Свидригайлов пристально смотрел в глаза Раскольникову и вдруг, помолчав и понизив голос, спросил:
– Да что вы, Родион Романыч, такой сам не свой? Право! Слушаете и глядите, а как будто не понимаете. Вы ободритесь. Вот дайте поговорим: жаль только, что дела много и чужого, и своего… Эх, Родион Романыч, – прибавил он вдруг, – всем человекам надобно воздуху, воздуху‑с… Прежде всего!
Он вдруг посторонился, чтобы пропустить входившего на лестницу священника и дьячка. Они шли служить панихиду. По распоряжению Свидригайлова, панихиды служились два раза в день, аккуратно. Свидригайлов пошел своею дорогой. Раскольников постоял, подумал и вошел вслед за священником в квартиру Сони.
Он стал в дверях. Начиналась служба, тихо, чинно, грустно. В сознании о смерти и в ощущении присутствия смерти всегда для него было что‑то тяжелое и мистически ужасное, с самого детства; да и давно уже он не слыхал панихиды. Да и было еще тут что‑то другое, слишком ужасное и беспокойное.
Он смотрел на детей: все они стояли у гроба, на коленях, Полечка плакала.
Сзади них, тихо и как бы робко плача, молилась Соня. «А ведь она в эти дни ни разу на меня не взглянула и слова мне не сказала», – подумалось вдруг Раскольникову. Солнце ярко освещало комнату; кадильный дым восходил клубами; священник читал «Упокой, господи». Раскольников отстоял всю службу. Благословляя и прощаясь, священник как‑то странно осматривался.
После службы Раскольников подошел к Соне. Та вдруг взяла его за обе руки и преклонила к его плечу голову. Этот короткий жест даже поразил Раскольникова недоумением; даже странно было: как? ни малейшего отвращения, ни малейшего омерзения к нему, ни малейшего содрогания в ее руке! Это уж была какая‑то бесконечность собственного уничижения. Так, по крайней мере, он это понял. Соня ничего не говорила. Раскольников пожал ей руку и вышел.
Ему стало ужасно тяжело. Если б возможно было уйти куда‑нибудь в эту минуту и остаться совсем одному, хотя бы на всю жизнь, то он почел бы себя счастливым. Но дело в том, что он в последнее время, хоть и всегда почти был один, никак не мог почувствовать, что он один.
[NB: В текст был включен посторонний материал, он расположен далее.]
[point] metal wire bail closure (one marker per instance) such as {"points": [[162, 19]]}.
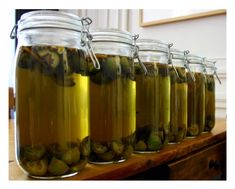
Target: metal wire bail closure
{"points": [[86, 40], [136, 54], [170, 55], [13, 33], [215, 73]]}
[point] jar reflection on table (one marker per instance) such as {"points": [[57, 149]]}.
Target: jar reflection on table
{"points": [[52, 96], [152, 97], [196, 97], [112, 97]]}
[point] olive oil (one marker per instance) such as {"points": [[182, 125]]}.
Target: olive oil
{"points": [[113, 107], [179, 101], [52, 108], [153, 107], [196, 104], [210, 102]]}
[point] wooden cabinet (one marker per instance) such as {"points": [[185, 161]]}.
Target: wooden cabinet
{"points": [[208, 163], [201, 158]]}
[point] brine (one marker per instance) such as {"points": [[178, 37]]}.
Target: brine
{"points": [[152, 107], [113, 108], [210, 103], [52, 105], [196, 104], [179, 105]]}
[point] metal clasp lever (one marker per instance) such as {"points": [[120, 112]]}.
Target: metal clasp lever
{"points": [[86, 39], [187, 66], [13, 33]]}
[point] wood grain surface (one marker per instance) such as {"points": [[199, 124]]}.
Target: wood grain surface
{"points": [[137, 163]]}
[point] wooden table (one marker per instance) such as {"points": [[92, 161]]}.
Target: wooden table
{"points": [[137, 163]]}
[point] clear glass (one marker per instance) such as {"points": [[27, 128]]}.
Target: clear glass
{"points": [[210, 100], [52, 99], [196, 100], [113, 99], [152, 99], [179, 105]]}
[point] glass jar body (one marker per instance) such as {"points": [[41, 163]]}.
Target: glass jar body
{"points": [[179, 103], [210, 100], [153, 103], [52, 103], [196, 101], [113, 103]]}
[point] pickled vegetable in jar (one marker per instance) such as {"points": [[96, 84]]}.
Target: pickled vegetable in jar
{"points": [[152, 97], [179, 97], [52, 95], [112, 97], [210, 95], [196, 96]]}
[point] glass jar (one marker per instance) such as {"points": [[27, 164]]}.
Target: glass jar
{"points": [[112, 97], [52, 95], [152, 97], [179, 97], [210, 95], [196, 96]]}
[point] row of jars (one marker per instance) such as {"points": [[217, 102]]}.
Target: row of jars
{"points": [[98, 96]]}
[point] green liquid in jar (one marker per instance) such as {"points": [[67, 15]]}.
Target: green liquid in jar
{"points": [[179, 101], [113, 108], [210, 103], [52, 105], [196, 104], [153, 107]]}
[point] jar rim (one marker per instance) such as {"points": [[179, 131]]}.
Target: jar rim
{"points": [[177, 53], [111, 35], [49, 19], [194, 59], [152, 45], [209, 63]]}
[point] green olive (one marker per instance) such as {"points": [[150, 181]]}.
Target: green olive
{"points": [[50, 57], [140, 146], [98, 148], [125, 65], [78, 166], [85, 147], [109, 67], [34, 153], [37, 168], [71, 156], [154, 142], [67, 82], [57, 167], [107, 156], [117, 147]]}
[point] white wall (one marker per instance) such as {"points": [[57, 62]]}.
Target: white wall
{"points": [[204, 36]]}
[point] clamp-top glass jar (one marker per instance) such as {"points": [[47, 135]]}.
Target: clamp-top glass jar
{"points": [[52, 95], [112, 97], [152, 96], [196, 96], [179, 97], [210, 94]]}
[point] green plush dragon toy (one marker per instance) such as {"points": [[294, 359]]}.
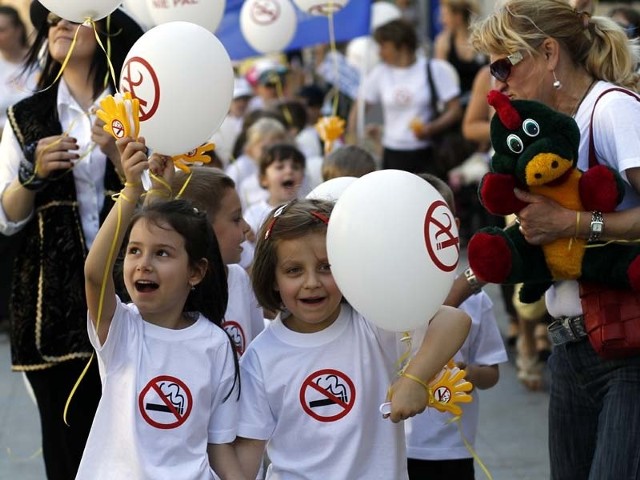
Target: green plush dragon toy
{"points": [[536, 149]]}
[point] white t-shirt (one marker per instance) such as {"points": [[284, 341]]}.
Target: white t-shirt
{"points": [[243, 319], [431, 435], [405, 95], [162, 400], [316, 398], [617, 145], [14, 86]]}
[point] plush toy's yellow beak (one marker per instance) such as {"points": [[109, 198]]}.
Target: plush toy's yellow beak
{"points": [[545, 168]]}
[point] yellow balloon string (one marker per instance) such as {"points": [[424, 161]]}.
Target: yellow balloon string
{"points": [[457, 419], [334, 52], [103, 288], [184, 186]]}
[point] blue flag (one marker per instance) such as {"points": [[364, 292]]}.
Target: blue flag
{"points": [[350, 22]]}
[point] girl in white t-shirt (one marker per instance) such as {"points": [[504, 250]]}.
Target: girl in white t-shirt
{"points": [[169, 373], [312, 382], [212, 191]]}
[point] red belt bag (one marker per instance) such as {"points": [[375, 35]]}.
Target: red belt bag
{"points": [[611, 317], [612, 320]]}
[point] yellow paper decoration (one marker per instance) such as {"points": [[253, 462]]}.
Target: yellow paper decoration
{"points": [[197, 156], [120, 114], [330, 129], [448, 389]]}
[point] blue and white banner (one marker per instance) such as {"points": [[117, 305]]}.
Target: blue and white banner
{"points": [[350, 22]]}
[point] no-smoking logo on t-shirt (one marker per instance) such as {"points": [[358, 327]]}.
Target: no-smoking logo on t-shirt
{"points": [[327, 395], [165, 402]]}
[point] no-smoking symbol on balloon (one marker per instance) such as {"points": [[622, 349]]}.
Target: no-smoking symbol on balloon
{"points": [[265, 12], [441, 236]]}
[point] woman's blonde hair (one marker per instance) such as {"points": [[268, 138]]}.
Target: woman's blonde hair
{"points": [[596, 43]]}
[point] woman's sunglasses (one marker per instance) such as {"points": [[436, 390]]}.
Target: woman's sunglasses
{"points": [[501, 69], [53, 20]]}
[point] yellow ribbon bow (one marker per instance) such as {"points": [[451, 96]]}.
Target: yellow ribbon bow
{"points": [[120, 114], [329, 129], [197, 156]]}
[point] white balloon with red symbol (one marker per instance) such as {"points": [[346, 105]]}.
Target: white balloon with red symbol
{"points": [[393, 247], [268, 25], [206, 13], [321, 7], [80, 10], [183, 78]]}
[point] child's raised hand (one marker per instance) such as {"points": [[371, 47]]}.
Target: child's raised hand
{"points": [[162, 172], [133, 155], [408, 398]]}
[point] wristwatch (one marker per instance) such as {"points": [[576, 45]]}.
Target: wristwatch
{"points": [[596, 227]]}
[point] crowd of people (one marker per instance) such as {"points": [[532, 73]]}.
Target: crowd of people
{"points": [[222, 281]]}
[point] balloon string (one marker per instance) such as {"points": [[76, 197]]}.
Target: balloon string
{"points": [[103, 288], [334, 54], [457, 419]]}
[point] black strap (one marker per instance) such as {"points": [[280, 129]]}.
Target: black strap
{"points": [[434, 93], [592, 156]]}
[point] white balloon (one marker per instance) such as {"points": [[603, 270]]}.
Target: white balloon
{"points": [[268, 25], [393, 247], [321, 7], [331, 189], [79, 10], [183, 78], [206, 13], [138, 9], [383, 12], [362, 53]]}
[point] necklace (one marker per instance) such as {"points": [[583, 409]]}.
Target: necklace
{"points": [[584, 95]]}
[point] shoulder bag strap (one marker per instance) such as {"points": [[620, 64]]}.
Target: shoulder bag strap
{"points": [[592, 151], [432, 88]]}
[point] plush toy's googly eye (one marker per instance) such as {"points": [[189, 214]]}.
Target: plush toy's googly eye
{"points": [[531, 127], [514, 143]]}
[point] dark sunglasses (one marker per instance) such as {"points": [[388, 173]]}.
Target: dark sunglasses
{"points": [[501, 69], [53, 20]]}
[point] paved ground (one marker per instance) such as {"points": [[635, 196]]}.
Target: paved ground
{"points": [[511, 440]]}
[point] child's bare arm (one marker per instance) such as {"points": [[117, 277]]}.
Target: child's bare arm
{"points": [[250, 452], [482, 376], [224, 461], [447, 331], [98, 266]]}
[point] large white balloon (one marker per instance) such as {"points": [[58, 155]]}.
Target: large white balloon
{"points": [[268, 25], [383, 12], [206, 13], [362, 53], [183, 78], [393, 247], [321, 7], [331, 190], [139, 10], [79, 10]]}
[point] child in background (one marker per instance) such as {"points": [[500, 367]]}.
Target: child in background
{"points": [[347, 161], [264, 132], [435, 448], [281, 174], [313, 382], [169, 372], [212, 191]]}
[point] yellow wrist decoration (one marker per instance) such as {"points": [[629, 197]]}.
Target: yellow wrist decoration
{"points": [[448, 389]]}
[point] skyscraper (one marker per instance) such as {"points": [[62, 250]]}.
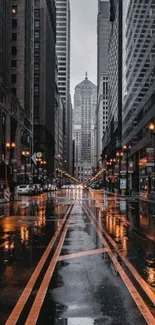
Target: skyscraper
{"points": [[114, 128], [45, 96], [139, 86], [63, 56], [16, 84], [102, 72], [84, 124]]}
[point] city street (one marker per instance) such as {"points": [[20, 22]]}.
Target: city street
{"points": [[77, 257]]}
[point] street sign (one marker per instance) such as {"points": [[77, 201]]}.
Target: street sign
{"points": [[34, 158], [39, 154]]}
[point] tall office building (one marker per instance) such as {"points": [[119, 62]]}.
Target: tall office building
{"points": [[45, 95], [5, 70], [63, 55], [84, 124], [139, 86], [102, 73], [16, 84], [114, 127]]}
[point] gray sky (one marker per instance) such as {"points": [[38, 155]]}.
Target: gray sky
{"points": [[83, 41]]}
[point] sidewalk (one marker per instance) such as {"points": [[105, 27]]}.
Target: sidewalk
{"points": [[139, 196]]}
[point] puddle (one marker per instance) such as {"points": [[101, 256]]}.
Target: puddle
{"points": [[85, 321]]}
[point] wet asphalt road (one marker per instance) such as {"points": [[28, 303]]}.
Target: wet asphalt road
{"points": [[83, 290]]}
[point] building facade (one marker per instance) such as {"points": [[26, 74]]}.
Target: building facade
{"points": [[45, 93], [114, 127], [139, 87], [84, 128], [102, 73], [63, 56]]}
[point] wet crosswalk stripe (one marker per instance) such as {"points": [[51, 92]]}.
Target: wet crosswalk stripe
{"points": [[14, 316], [80, 254], [133, 291], [39, 299]]}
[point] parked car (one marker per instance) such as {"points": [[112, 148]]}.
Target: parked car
{"points": [[23, 189]]}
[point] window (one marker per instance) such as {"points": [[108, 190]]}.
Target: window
{"points": [[14, 10], [14, 91], [36, 12], [36, 45], [13, 78], [14, 36], [13, 63], [36, 67], [36, 35], [14, 23], [36, 89], [14, 50], [36, 23]]}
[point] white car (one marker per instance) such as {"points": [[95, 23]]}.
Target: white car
{"points": [[23, 189]]}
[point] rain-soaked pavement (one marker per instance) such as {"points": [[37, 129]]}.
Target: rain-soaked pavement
{"points": [[94, 264]]}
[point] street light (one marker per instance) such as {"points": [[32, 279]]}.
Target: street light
{"points": [[127, 150], [10, 146], [25, 154], [119, 155], [152, 131]]}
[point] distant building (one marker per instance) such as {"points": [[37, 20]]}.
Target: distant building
{"points": [[63, 55], [45, 94], [84, 128], [102, 73]]}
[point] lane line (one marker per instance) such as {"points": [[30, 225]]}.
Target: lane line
{"points": [[39, 299], [133, 291], [81, 254], [136, 275], [15, 314]]}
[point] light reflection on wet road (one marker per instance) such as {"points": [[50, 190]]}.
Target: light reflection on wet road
{"points": [[132, 226], [29, 225]]}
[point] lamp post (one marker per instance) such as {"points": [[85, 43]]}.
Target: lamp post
{"points": [[119, 155], [25, 154], [127, 150], [152, 131], [38, 160], [10, 146], [43, 163]]}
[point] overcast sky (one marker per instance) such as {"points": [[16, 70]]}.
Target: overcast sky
{"points": [[83, 41]]}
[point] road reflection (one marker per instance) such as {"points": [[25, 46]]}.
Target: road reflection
{"points": [[131, 224]]}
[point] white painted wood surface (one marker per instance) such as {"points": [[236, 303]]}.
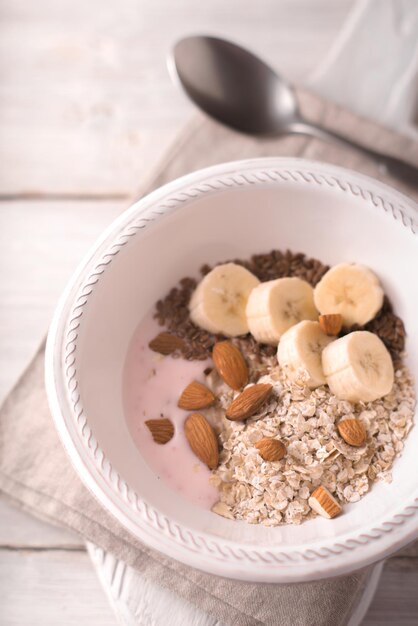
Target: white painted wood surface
{"points": [[86, 109]]}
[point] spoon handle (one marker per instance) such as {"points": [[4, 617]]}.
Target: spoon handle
{"points": [[397, 167]]}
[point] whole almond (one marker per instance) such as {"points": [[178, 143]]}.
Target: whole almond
{"points": [[202, 439], [248, 402], [271, 449], [196, 396], [324, 503], [166, 343], [230, 364], [352, 431], [331, 324], [162, 430]]}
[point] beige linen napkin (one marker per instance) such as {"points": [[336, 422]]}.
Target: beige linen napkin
{"points": [[37, 475]]}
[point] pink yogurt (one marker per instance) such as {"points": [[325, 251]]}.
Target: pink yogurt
{"points": [[152, 385]]}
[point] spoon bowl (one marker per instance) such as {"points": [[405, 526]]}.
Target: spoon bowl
{"points": [[234, 86], [238, 89]]}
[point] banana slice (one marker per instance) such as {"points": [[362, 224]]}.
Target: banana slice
{"points": [[300, 348], [276, 305], [358, 367], [351, 290], [218, 302]]}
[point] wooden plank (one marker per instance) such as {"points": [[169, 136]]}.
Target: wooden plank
{"points": [[21, 530], [396, 599], [41, 243], [50, 588], [86, 103]]}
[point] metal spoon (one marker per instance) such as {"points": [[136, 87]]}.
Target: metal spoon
{"points": [[238, 89]]}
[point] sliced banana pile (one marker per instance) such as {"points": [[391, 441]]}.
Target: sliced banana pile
{"points": [[301, 348], [358, 367], [231, 301], [219, 301], [273, 307], [351, 290]]}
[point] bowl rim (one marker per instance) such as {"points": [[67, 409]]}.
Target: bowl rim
{"points": [[203, 550]]}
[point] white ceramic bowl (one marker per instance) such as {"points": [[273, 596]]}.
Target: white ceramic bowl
{"points": [[231, 210]]}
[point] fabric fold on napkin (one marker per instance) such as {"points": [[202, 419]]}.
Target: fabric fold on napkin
{"points": [[37, 475]]}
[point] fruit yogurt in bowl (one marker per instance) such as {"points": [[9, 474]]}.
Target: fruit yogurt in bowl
{"points": [[273, 389]]}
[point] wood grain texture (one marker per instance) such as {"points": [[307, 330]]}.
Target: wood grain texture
{"points": [[49, 588], [86, 102], [41, 244]]}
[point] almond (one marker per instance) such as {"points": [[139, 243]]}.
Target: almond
{"points": [[248, 402], [162, 430], [166, 343], [352, 431], [202, 439], [331, 324], [324, 503], [230, 364], [196, 396], [271, 449]]}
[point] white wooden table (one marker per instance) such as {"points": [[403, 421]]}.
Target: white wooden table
{"points": [[86, 109]]}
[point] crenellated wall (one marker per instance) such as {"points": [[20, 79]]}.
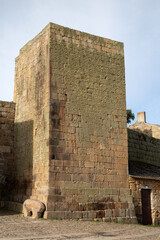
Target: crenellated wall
{"points": [[143, 148]]}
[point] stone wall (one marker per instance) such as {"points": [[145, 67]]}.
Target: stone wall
{"points": [[70, 126], [88, 135], [136, 185], [31, 94], [6, 145], [143, 148]]}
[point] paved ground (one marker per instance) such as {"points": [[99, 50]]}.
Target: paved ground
{"points": [[16, 227]]}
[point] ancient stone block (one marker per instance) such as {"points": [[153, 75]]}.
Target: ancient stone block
{"points": [[33, 208]]}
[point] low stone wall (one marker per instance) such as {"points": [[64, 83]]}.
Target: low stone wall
{"points": [[6, 143], [136, 185], [143, 148]]}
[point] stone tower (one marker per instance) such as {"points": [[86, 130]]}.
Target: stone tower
{"points": [[70, 126]]}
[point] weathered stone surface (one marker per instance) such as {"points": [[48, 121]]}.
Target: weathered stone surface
{"points": [[70, 125], [33, 208], [6, 146]]}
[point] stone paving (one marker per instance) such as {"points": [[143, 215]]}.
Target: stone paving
{"points": [[16, 227]]}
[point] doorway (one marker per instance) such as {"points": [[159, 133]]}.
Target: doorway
{"points": [[146, 206]]}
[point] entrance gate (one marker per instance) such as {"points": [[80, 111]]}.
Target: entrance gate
{"points": [[146, 206]]}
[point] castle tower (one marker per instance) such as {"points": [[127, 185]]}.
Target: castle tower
{"points": [[70, 126]]}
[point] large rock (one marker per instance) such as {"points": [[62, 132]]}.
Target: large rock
{"points": [[33, 208]]}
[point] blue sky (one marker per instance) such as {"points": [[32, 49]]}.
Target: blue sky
{"points": [[134, 22]]}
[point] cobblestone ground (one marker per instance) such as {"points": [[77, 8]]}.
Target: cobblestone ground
{"points": [[14, 226]]}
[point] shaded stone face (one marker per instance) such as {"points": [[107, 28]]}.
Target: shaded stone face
{"points": [[7, 111], [70, 87]]}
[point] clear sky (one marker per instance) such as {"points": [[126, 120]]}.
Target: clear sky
{"points": [[134, 22]]}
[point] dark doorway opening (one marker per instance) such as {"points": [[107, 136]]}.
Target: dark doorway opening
{"points": [[146, 206]]}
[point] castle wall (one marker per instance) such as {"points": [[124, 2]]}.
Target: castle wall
{"points": [[136, 185], [31, 94], [70, 126], [6, 146], [88, 133], [143, 148]]}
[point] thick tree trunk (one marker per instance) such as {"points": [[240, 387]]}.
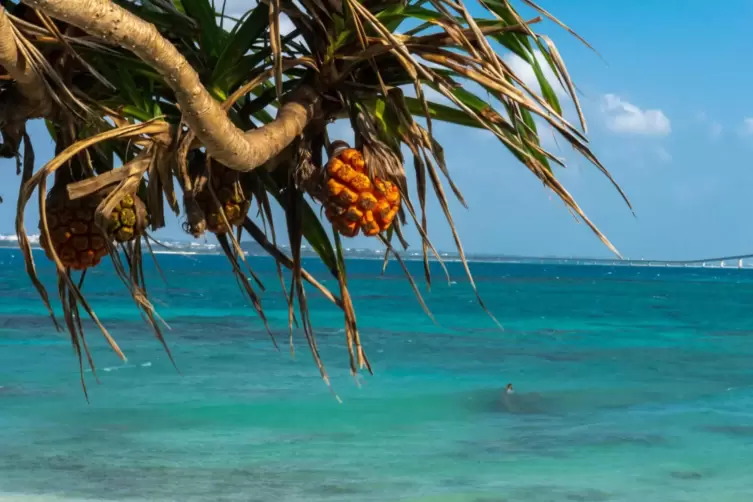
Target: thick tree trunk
{"points": [[239, 150], [32, 99]]}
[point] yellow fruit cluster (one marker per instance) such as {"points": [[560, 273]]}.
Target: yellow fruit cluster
{"points": [[128, 219], [355, 202], [75, 238], [234, 201]]}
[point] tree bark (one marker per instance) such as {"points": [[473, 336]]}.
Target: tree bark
{"points": [[30, 86], [239, 150]]}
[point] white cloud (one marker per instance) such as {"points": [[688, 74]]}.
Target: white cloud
{"points": [[625, 117], [525, 72]]}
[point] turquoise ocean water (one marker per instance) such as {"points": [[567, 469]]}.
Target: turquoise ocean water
{"points": [[631, 384]]}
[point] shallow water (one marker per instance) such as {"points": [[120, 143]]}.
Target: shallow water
{"points": [[630, 384]]}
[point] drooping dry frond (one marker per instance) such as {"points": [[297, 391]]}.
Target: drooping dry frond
{"points": [[192, 111]]}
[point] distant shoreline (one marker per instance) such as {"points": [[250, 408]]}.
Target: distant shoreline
{"points": [[192, 248]]}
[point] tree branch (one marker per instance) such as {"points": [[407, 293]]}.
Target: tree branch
{"points": [[30, 85], [239, 150]]}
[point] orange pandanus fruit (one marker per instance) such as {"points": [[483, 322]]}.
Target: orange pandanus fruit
{"points": [[128, 219], [75, 238], [354, 201], [233, 198]]}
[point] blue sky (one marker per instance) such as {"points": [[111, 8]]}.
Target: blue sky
{"points": [[669, 114]]}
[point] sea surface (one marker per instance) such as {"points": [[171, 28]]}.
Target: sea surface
{"points": [[631, 384]]}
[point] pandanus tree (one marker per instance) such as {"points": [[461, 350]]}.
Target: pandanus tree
{"points": [[151, 101]]}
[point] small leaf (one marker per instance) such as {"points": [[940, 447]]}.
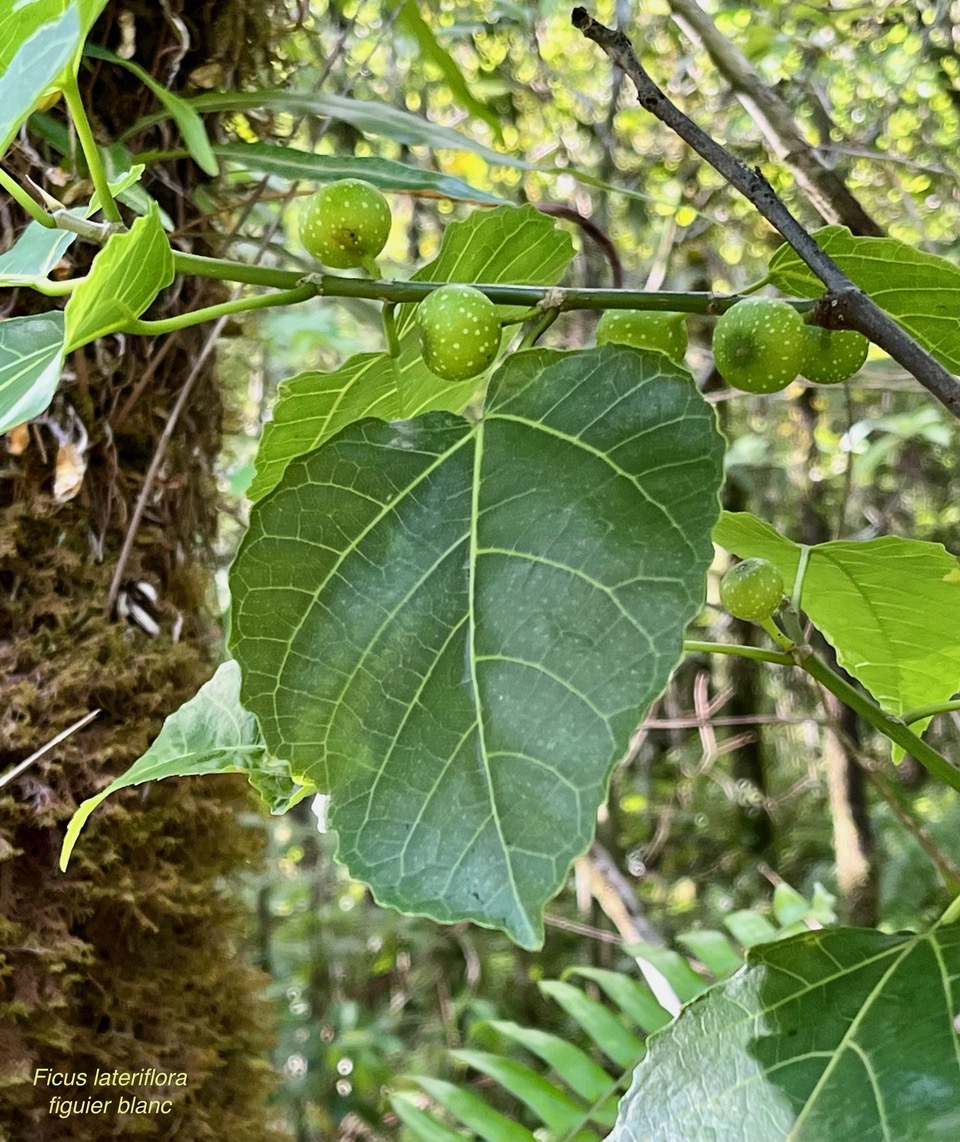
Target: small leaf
{"points": [[31, 358], [919, 290], [473, 1111], [289, 162], [616, 1042], [841, 1034], [126, 276], [419, 1123], [211, 733], [575, 1068], [889, 606], [39, 41], [558, 1112], [632, 998], [33, 256], [714, 950]]}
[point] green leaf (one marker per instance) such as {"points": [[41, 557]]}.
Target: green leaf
{"points": [[34, 254], [378, 119], [31, 356], [632, 998], [920, 290], [841, 1034], [616, 1042], [37, 251], [188, 122], [749, 927], [40, 40], [421, 1125], [289, 162], [410, 21], [714, 950], [211, 733], [577, 1069], [558, 1112], [515, 244], [889, 606], [453, 627], [126, 276], [473, 1111], [37, 42]]}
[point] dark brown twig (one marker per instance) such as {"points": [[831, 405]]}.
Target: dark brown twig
{"points": [[844, 306]]}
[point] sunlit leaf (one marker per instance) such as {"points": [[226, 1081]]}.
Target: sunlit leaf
{"points": [[31, 356], [507, 244], [838, 1034], [289, 162], [126, 276], [889, 606]]}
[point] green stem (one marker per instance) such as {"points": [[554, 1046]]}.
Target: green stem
{"points": [[389, 329], [33, 208], [756, 652], [776, 634], [214, 312], [78, 113], [893, 728], [401, 291], [540, 327], [951, 915], [234, 271], [922, 712]]}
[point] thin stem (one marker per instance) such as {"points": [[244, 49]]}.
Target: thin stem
{"points": [[538, 328], [78, 113], [844, 306], [33, 208], [922, 712], [389, 329], [691, 646], [215, 312], [776, 634], [530, 296], [893, 728]]}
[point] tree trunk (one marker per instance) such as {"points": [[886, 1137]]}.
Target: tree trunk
{"points": [[132, 959]]}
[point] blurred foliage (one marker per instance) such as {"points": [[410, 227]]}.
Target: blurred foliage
{"points": [[363, 992]]}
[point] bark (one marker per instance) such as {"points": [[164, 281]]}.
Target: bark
{"points": [[823, 186]]}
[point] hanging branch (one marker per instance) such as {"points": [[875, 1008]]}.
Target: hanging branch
{"points": [[845, 306]]}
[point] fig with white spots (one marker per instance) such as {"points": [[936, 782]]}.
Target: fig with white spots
{"points": [[346, 224], [459, 331], [752, 589], [759, 345], [832, 355]]}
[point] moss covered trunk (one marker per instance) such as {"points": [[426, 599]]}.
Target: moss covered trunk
{"points": [[132, 959]]}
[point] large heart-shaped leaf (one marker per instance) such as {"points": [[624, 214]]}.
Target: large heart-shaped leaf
{"points": [[920, 290], [840, 1035], [452, 627], [31, 356], [314, 405], [889, 606]]}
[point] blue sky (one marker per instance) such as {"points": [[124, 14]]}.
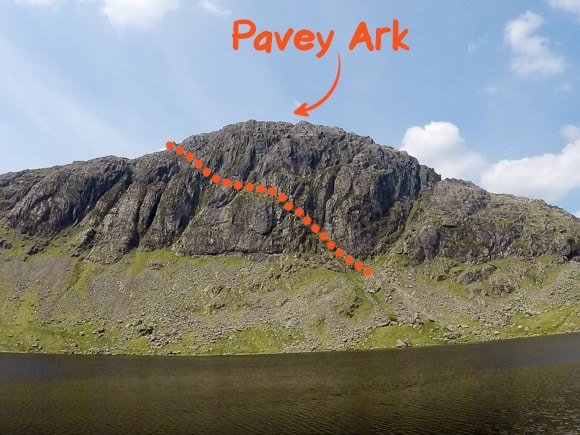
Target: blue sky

Случалось ему уходить за город, выходить на большую дорогу, даже раз он вышел в какую‑то рощу; но чем уединеннее было место, тем сильнее он сознавал как будто чье‑то близкое и тревожное присутствие, не то чтобы страшное, а как‑то уж очень досаждающее, так что поскорее возвращался в город, смешивался с толпой, входил в трактиры, в распивочные, шел на Толкучий, на Сенную. Здесь было уж как будто бы легче и даже уединеннее. В одной харчевне, перед вечером, пели песни: он просидел целый час, слушая, и помнил, что ему даже было очень приятно. Но под конец он вдруг стал опять беспокоен; точно угрызение совести вдруг начало его мучить: «Вот, сижу, песни слушаю, а разве то мне надобно делать!» – как будто подумал он. Впрочем, он тут же догадался, что и не это одно его тревожит; было что‑то, требующее немедленного разрешения, но чего ни осмыслить, ни словами нельзя было передать. Все в какой‑то клубок сматывалось. «Нет, уж лучше бы какая борьба! Лучше бы опять Порфирий… или Свидригайлов… Поскорей бы опять какой‑нибудь вызов, чье‑нибудь нападение… Да! да!» – думал он. Он вышел из харчевни и бросился чуть не бежать. Мысль о Дуне и матери навела на него вдруг почему‑то как бы панический страх. В эту‑то ночь, перед утром, он и проснулся в кустах, на Крестовском острове, весь издрогнувший, в лихорадке; он пошел домой и пришел уже ранним утром. После нескольких часов сна лихорадка прошла, но проснулся он уже поздно: было два часа пополудни.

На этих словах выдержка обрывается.